As reported in the Colorado Springs Gazette, Weise’s concerns that the Martin Drake plant was in violation of federal sulfur dioxide standards, based on multiple air quality modeling studies, were furthered after the Court of Appeals accidentally sent her the air quality study commissioned by the Colorado Springs Utilities that she had been seeking. She returned the report upon order of the Court of Appeals. Nevertheless, this incident prompted a groundswell of citizens and the 350 Colorado Springs team to step up pressure on the City of Colorado Springs to release the records and address the issue. The City responded by trying to threaten Weise into silence.
The City of Colorado Springs had petitioned the Court of Appeals for punitive sanctions to be imposed against Weise for speaking out about the air quality violations of the Martin Drake Plant, which the City of Colorado Springs continues to withhold from the public.
Leslie Weise, a single mother whose child attends elementary school under the plume of toxins from the Drake Power Plant, was facing a serious threat of fines and/or jail time for her efforts to ensure that the coal-burning power plant complies with air quality standards.
Gina Hardin, Chair of 350 Colorado, stated: “The American public cannot afford to allow its citizens to be bullied for demanding information impacting the health of their families. Our democracy in a republic requires that citizens be able to petition their government with complaints and requests for aid. It also demands that citizens be able to speak freely with very limited exceptions. How else can we protect ourselves from government and corporate abuse?”
Hardin added, “It is imperative that people who stand up for the public’s health and welfare not be targeted, as the risks of speaking up will silence others from taking action to protect their communities.”
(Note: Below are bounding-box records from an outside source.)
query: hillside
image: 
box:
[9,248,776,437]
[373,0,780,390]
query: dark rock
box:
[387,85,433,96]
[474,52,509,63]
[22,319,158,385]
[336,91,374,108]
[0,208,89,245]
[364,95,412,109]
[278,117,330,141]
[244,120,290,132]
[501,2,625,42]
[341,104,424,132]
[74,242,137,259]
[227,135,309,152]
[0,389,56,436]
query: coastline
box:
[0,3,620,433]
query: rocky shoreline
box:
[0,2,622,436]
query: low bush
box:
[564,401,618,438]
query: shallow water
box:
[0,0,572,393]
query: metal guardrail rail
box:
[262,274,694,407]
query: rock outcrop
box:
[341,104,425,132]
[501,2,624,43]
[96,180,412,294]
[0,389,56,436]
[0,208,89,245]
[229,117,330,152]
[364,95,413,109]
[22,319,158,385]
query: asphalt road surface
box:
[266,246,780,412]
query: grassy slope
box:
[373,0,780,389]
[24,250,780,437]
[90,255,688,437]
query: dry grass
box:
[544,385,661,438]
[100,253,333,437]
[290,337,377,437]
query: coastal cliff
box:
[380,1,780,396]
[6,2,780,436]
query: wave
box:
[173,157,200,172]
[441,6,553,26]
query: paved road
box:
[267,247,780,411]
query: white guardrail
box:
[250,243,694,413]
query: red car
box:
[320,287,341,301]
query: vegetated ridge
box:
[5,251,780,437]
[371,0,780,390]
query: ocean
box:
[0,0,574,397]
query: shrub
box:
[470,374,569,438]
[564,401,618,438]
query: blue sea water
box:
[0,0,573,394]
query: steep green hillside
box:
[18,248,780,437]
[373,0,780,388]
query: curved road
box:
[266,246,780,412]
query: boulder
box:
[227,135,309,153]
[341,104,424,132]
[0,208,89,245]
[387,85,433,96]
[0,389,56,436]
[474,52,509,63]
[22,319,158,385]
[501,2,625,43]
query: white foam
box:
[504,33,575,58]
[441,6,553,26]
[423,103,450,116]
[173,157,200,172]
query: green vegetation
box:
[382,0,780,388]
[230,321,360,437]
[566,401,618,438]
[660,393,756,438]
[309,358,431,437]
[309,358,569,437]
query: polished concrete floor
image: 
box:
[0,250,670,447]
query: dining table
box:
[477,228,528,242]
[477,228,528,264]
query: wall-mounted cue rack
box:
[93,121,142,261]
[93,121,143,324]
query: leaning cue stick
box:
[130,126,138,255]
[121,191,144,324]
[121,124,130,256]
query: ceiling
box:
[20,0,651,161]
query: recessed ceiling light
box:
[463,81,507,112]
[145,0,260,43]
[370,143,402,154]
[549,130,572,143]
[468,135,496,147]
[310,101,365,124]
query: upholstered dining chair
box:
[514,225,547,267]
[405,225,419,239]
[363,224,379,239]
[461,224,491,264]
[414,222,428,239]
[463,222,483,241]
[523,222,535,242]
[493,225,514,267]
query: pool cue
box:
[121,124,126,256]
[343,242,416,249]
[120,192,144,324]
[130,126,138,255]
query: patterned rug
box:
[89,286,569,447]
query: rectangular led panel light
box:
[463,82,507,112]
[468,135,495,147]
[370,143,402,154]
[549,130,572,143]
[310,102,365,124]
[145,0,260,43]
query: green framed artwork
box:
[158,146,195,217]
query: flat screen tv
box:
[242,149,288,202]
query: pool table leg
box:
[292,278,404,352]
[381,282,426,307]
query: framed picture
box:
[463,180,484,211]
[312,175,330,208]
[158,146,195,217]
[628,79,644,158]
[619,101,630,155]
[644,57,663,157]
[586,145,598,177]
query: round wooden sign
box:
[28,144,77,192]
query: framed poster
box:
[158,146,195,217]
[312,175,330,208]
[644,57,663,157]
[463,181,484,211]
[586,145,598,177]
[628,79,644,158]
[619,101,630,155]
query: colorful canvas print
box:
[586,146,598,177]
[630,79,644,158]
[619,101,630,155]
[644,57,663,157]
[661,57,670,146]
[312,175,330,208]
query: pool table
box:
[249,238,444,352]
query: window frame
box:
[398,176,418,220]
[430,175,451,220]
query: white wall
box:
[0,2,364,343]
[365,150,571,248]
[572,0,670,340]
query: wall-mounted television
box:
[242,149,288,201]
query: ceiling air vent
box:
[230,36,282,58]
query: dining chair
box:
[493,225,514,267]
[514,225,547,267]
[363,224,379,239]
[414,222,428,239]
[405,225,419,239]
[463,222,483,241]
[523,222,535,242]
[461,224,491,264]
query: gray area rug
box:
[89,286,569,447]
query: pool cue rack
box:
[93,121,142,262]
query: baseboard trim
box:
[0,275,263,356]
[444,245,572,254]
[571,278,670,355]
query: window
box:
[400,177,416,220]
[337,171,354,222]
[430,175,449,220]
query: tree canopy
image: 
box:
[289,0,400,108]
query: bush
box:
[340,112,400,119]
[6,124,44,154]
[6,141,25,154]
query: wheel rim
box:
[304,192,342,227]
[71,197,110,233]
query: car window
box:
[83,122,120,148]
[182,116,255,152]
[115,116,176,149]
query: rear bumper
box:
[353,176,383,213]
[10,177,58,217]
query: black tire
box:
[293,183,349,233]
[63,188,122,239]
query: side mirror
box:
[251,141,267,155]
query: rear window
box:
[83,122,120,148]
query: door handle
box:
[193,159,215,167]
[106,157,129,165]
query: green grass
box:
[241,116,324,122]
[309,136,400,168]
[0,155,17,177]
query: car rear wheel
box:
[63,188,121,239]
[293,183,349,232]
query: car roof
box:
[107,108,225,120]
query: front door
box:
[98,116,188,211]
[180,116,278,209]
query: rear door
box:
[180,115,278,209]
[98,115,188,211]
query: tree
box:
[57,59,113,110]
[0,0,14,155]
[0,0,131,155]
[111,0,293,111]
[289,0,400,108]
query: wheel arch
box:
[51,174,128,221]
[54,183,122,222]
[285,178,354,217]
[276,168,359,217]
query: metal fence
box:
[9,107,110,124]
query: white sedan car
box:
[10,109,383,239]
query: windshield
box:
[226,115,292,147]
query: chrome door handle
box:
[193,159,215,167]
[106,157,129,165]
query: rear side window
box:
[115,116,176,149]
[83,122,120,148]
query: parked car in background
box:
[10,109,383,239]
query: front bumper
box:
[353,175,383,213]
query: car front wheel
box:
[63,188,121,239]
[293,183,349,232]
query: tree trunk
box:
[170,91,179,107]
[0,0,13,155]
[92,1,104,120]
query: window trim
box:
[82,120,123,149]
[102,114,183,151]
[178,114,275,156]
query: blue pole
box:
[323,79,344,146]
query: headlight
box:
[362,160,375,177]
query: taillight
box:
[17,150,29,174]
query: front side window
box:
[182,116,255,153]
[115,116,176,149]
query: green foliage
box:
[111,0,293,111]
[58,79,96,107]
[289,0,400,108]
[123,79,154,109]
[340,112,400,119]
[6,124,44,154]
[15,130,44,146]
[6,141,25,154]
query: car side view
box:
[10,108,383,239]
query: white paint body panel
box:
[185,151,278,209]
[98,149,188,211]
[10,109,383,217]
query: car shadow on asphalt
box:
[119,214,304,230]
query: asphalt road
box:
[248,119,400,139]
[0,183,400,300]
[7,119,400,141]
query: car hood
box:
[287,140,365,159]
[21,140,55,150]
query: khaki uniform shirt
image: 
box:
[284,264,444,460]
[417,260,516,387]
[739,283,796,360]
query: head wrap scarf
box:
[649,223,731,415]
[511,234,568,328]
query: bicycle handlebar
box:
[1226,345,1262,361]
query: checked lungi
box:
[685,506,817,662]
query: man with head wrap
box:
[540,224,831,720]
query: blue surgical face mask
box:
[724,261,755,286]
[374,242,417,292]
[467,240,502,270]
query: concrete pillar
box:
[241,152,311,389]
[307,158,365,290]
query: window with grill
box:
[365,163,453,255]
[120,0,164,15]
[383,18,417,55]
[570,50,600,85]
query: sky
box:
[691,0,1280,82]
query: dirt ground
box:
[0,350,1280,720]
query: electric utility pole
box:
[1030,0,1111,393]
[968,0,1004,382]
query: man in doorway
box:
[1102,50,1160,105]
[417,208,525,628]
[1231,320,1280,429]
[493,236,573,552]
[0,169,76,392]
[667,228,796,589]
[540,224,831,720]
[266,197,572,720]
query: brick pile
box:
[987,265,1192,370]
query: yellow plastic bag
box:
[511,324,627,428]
Sulfur dioxide (SO2) has been found by the National Ambient Air Quality Standards (NAAQS) to cause severe health impacts in concentrations as low as 75 parts per billion. Evidence indicates, and the sought after reports are strongly believed to show, that the concentrations are significantly higher than this, due to emissions from the Drake power plant. See last month’s Denver Post article: Colorado Springs wrestles with sulfur dioxide pollution from central coal-fired power plant.
A GoFundMe page has been set up to help Weise with the legal bills that accrued to ensure her proper defense in this legal attack.